Por supuesto. Unas veces comprenderemos que no era un modo acertado de tratar esas cuestiones, y hemos sido efectivamente imprudentes, pero en otros casos el error procederá del modo de conducir la conversación, y entonces debemos sacar experiencia para posteriores ocasiones y no refugiarnos en la incomunicación, porque en la incomunicación el desencuentro es permanente.
—Supongo que el éxito dependerá más de las personas que del método que se siga, porque hay gente con la que no hay forma de entenderse en ningún sitio.
Para lograr una buena comunicación no es suficiente el método, ni el simple respeto, ni la cortesía o la diplomacia. Lo deseable es que la consideración de cada uno por los demás sea tan alta que, si surge un desacuerdo, en lugar de oponerse inmediatamente y procurar rebatir al otro, se inicie un esfuerzo personal de comprensión hacia la postura de esa otra persona.
Es decir, que ante una diferencia de opinión con otro, se parta de una actitud que sea como decir: si una persona de tu valía disiente de mí, debe haber algo en tu desacuerdo que no entiendo, una nueva perspectiva que me interesa mucho percibir.
La esencia de la sinergia está en valorar la diferencia y saber respetarla y complementarla.
De esta manera, evitando las actitudes innecesariamente defensivas y autoprotectoras, se produce un sano deseo de mejorar nuestras ideas con lo que piensan los demás. Quizá nos sobran evidencias, y se trata, en definitiva, de no defender como cuestión de principios lo que no son más que unos puntos de vista que probablemente nos interese enriquecer.
Otras veces, cuando una situación parece enfrentar sin remedio dos alternativas (y quizá pensamos que podrían calificarse como la nuestra y la errónea), casi siempre podremos buscar una salida más a gusto de los dos: lo que podríamos llamar una tercera alternativa sinérgica. La clave está en reemplazar la mentalidad dicotómica de o esto o aquello por una nueva solución que, sin ser quizá perfecta (sobre todo porque los problemas complejos no suelen tener soluciones perfectas), deje satisfechos a ambos.

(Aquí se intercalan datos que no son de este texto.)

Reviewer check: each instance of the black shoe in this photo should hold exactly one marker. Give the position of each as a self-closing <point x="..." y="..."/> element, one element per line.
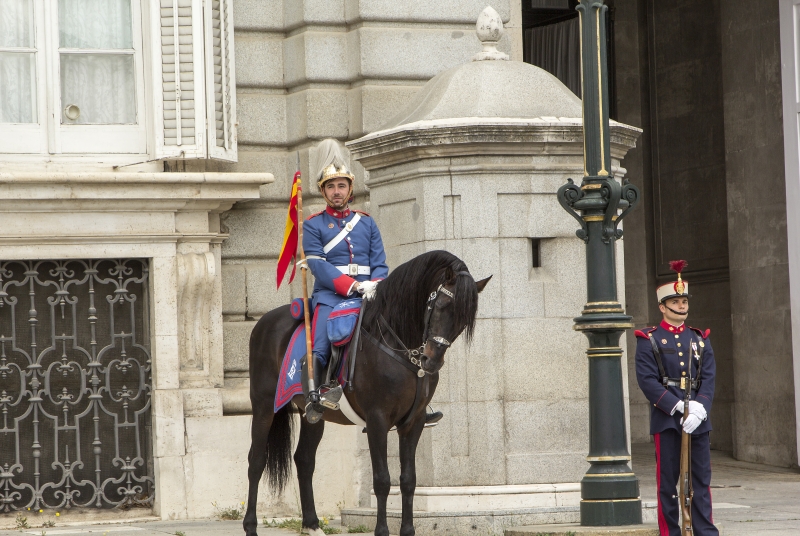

—¿Te refieres a aquello de que «a veces lo mejor es enemigo de lo bueno»? Sí, si se entiende bien ese dicho. Porque si la solución que a nosotros nos parece mejor va a provocar un conflicto que no guarda proporción con la ventaja que aporta esa solución, entonces esa solución deja de ser mejor, y será preferible que cedamos un poco.
Esto no quiere decir que ceder sea bueno de por sí, puesto que otras veces lo sensato será demostrar firmeza, y tan equivocado sería ceder por sistema como encastillarse en la obstinación.
En cualquier caso, la excesiva rivalidad, los conflictos y agravios permanentes, la continua preocupación por proteger la propia retaguardia, la desconfianza, la lucha por el dominio, la crítica destructiva… son siempre actitudes y planteamientos que consumen una energía enorme en cualquier relación personal. Son como conducir un coche con un pie en el acelerador y otro en el freno: la solución no es apretar más el acelerador –más elocuencia, más presión, más argumentos para fortalecer la propia posición–, sino levantar un poco el pie del freno y saber usar armónicamente ambos pedales.